As part of the events on September 8, to mark the bicentenary of John Oxley’s visit to the Walcha region, the local National Parks and Wildlife Services ranger Patrick Lupica and Dunghutti elder Sue Green will conduct a tour of Apsley Falls.
“We’ll take people around the gorge rim walk for up to an hour and talk about Aboriginal and European cultural heritage in the area,” Mr Lupica said.
“Of course, people will also want to know about flora and fauna of the gorge but the focus of the weekend is John Oxley, so we’ll talk about when he came through that area and what he did.”

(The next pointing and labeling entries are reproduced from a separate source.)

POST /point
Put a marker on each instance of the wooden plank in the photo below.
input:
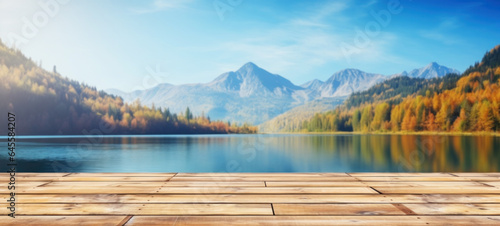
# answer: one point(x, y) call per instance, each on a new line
point(314, 184)
point(121, 175)
point(455, 209)
point(90, 190)
point(395, 179)
point(61, 220)
point(314, 220)
point(144, 209)
point(249, 198)
point(426, 184)
point(485, 179)
point(400, 174)
point(196, 190)
point(40, 174)
point(264, 178)
point(490, 174)
point(438, 190)
point(336, 209)
point(107, 184)
point(262, 174)
point(20, 186)
point(214, 184)
point(110, 178)
point(6, 179)
point(493, 183)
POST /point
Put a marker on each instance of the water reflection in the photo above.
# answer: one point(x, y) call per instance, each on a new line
point(260, 153)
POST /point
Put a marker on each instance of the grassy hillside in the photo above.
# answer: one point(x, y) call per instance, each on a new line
point(46, 103)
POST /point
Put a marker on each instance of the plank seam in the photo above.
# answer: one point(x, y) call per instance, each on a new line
point(404, 209)
point(376, 190)
point(125, 220)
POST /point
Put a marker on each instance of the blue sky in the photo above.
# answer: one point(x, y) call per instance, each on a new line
point(137, 44)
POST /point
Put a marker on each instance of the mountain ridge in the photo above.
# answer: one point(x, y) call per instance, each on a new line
point(252, 94)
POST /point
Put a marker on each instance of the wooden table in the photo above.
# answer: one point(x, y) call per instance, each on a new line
point(253, 198)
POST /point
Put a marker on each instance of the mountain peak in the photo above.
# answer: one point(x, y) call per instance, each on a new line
point(432, 70)
point(433, 64)
point(248, 65)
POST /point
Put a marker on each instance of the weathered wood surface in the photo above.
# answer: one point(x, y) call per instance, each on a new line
point(253, 198)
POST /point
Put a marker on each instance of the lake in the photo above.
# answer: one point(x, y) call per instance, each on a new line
point(257, 153)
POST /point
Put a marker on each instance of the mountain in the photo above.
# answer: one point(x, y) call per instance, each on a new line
point(251, 80)
point(469, 102)
point(254, 95)
point(313, 84)
point(432, 70)
point(292, 120)
point(348, 81)
point(249, 94)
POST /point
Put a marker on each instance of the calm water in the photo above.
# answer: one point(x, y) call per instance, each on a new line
point(257, 153)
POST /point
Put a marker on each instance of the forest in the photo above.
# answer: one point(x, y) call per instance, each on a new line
point(46, 103)
point(454, 103)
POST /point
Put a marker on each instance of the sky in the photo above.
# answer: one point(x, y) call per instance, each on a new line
point(130, 45)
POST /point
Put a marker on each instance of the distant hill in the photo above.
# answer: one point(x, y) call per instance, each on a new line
point(45, 103)
point(253, 95)
point(469, 102)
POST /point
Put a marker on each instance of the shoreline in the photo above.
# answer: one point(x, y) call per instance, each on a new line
point(397, 133)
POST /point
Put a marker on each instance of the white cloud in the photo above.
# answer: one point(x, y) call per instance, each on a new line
point(162, 5)
point(443, 32)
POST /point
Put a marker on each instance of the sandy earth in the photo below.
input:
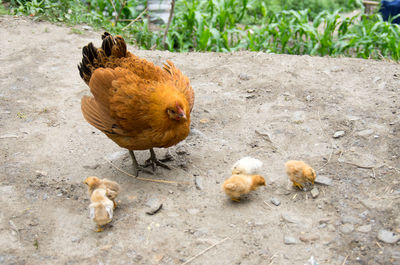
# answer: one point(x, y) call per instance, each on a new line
point(272, 107)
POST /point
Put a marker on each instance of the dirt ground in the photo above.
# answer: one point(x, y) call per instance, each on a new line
point(272, 107)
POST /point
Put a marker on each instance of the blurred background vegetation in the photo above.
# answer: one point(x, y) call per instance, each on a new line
point(314, 27)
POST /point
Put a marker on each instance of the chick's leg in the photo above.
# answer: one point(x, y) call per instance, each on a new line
point(152, 161)
point(298, 185)
point(99, 229)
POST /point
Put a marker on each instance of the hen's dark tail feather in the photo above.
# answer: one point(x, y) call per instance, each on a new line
point(93, 58)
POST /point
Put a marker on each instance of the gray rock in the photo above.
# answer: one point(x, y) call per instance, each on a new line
point(388, 236)
point(338, 134)
point(364, 228)
point(275, 201)
point(115, 155)
point(364, 214)
point(290, 218)
point(193, 211)
point(154, 204)
point(314, 192)
point(198, 181)
point(244, 77)
point(347, 228)
point(365, 133)
point(323, 180)
point(289, 240)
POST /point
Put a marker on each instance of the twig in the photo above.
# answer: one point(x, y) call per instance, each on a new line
point(152, 180)
point(204, 251)
point(171, 13)
point(268, 204)
point(134, 20)
point(379, 245)
point(326, 135)
point(345, 259)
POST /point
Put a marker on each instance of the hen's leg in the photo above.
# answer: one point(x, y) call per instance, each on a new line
point(136, 166)
point(152, 161)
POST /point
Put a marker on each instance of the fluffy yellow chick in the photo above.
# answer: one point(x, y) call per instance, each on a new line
point(112, 188)
point(101, 208)
point(245, 178)
point(241, 184)
point(299, 173)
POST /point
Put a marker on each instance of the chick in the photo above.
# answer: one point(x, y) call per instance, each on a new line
point(247, 165)
point(101, 208)
point(112, 188)
point(240, 184)
point(299, 173)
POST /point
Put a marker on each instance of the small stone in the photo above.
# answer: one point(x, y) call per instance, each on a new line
point(347, 228)
point(275, 201)
point(364, 228)
point(40, 173)
point(154, 205)
point(85, 27)
point(198, 182)
point(289, 240)
point(193, 211)
point(309, 238)
point(365, 133)
point(348, 219)
point(364, 214)
point(244, 77)
point(323, 180)
point(314, 192)
point(290, 218)
point(338, 134)
point(5, 136)
point(115, 155)
point(388, 236)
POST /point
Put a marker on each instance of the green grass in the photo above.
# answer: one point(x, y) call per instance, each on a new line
point(231, 25)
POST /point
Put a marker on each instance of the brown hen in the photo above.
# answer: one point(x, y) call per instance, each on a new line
point(136, 104)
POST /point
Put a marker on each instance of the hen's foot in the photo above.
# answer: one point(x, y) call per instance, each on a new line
point(136, 167)
point(153, 161)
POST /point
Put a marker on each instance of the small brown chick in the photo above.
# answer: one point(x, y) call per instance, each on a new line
point(241, 184)
point(112, 188)
point(299, 173)
point(101, 208)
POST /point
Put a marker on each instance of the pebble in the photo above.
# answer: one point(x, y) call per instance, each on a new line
point(115, 155)
point(193, 211)
point(154, 205)
point(365, 133)
point(288, 217)
point(309, 238)
point(347, 228)
point(338, 134)
point(244, 77)
point(85, 27)
point(364, 228)
point(289, 240)
point(198, 181)
point(388, 236)
point(275, 201)
point(5, 136)
point(314, 192)
point(323, 180)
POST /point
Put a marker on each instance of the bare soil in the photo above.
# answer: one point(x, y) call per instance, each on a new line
point(272, 107)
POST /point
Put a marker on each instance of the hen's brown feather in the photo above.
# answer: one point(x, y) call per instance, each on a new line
point(131, 96)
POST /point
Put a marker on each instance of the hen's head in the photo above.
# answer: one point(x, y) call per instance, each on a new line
point(309, 173)
point(176, 111)
point(92, 181)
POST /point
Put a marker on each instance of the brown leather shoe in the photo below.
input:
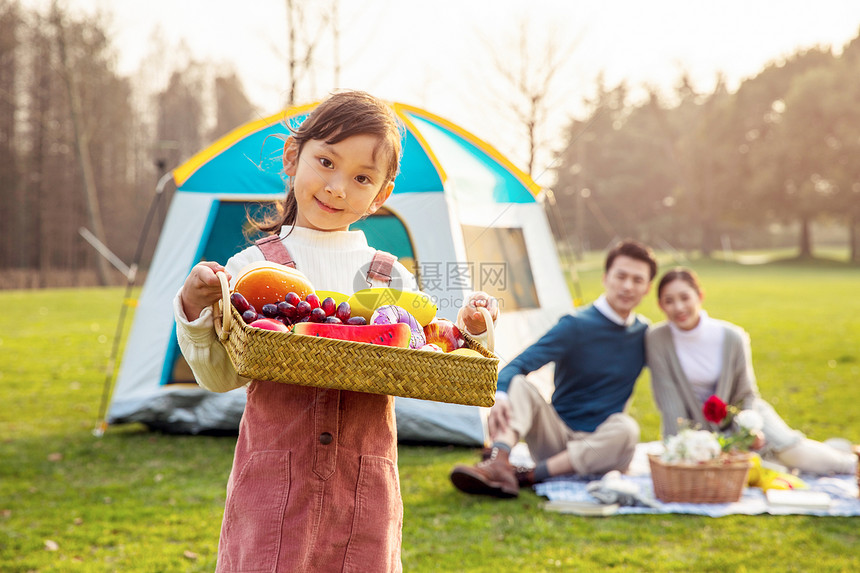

Aunty Sue will show where the Bora Ring, grinding stones and fish trap sites are as well as the Joe Woods’ (who was Walcha’s clever man) totem spirit site is.
Oxley’s journal indicates there was no animosity between his party and the Dunghutti tribe, however there will be an opportunity during the tour to see the area where it is said a large group of local Aboriginals were forced over the edge of the gorge by a team of Europeans after Walcha was established. While this is undocumented, even regional historians agree this type of horrendous activity did take place in the New England gorge areas. Aunty Sue says the spot where this alleged act of genocide occured is uncannily quiet, unlike the rest of the bush.
Oxley’s journal and personal effects will be on show in the Oxley Room at the historic home ‘Langford’ which is built near the site where Oxley’s party camped by the Apsley River on September 8, 1818.
Local historical society member Jane Morrison said it was important people had an awareness of the value Oxley added to the area.
“We just want people to enjoy themselves and get into the spirit of the weekend,” she said.